Paul Feig to Create Shortform Projects for Jeffrey Katzenberg's Quibi

Paul Feig - Getty - H 2019
David M. Benett/Dave Benett/Getty Images

The 'Bridesmaids' director is also launching his own fine spirits brand, Artingstall's Brilliant London Dry Gin.

Paul Feig, who created the cult classic TV series Freaks and Geeks and directed the 2016 female-led reboot of Ghostbusters, has shortform projects in the works for Jeffrey Katzenberg's new streaming service Quibi.

"I've talked to Jeffrey and we have a couple projects we're in stages of development on," the Bridesmaids director told the Banff World Media Festival during a keynote conversation Tuesday moderated by Alison Brower, deputy editorial director for The Hollywood Reporter.

Feig touted the upcoming premium shortform venture, which Katzenberg is launching with former HP head Meg Whitman. "It's exciting that shortform is getting another crack. It was kind of dead for a long time, because there was no market for it. Now, because there's so much stuff out there, this shortform content you watch on your phone that you watch for 10 minutes, that's really important now," he said.

The prolific comedy multihyphenate is also on the verge of launching his own gin spirits brand this fall. "I'm gin-obsessed. Have always been. And I thought, 'Can I ever make my own gin?,' and it all happened," Feig explained.

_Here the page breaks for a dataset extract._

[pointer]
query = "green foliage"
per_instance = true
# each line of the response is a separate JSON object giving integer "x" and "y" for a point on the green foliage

The brand is known as Artingstall's Brilliant London Dry Gin, with Artingstall being Feig's mother's maiden name. It won the Best Gin and Double Gold awards at the recent WSWA (Worldwide Spirits Wholesalers Association) convention.

Feig is also relishing the upcoming marketing for his Artingstall gin, much as he sports an image as a fine suits man and a film and TV director. "All we're doing is creating images and visuals. I like the world to look nice. That's why I love to dress up," Feig said.

The director also discussed his activism and alignment with female characters and talent in film and TV. Feig is an ambassador for ReFrame, a nonprofit organization from Women in Film and the Sundance Institute to encourage more women filmmakers in Hollywood.

"The whole aim is to break the default setting. It's that banality of not thinking that creates the situation, that people just hire the same people and don't hire a woman or a person of color. It's really just about changing that mindset and making people aware," he argued.

Feig also took issue with a Hollywood consensus that there's not a lot of female directors around to hire. "No, there's not that many female filmmakers that you consider to be legitimate. They're there. They just haven't been given the chance to do things that are legitimate in your eyes," he insisted.

To give women filmmakers a leg up creatively and commercially, Feig and Laura Fischer launched the digital content company Powderkeg as an incubator for female directors. "We need to advocate. But I have to see them [female filmmakers] do it," he explained.

The result is the production of six short films from an inclusive group of ethnically diverse female helmers. "They crushed it. We did a screening of all six films at Paramount and they're inundated with meetings and we have to figure out how to sell the six short films," Feig said.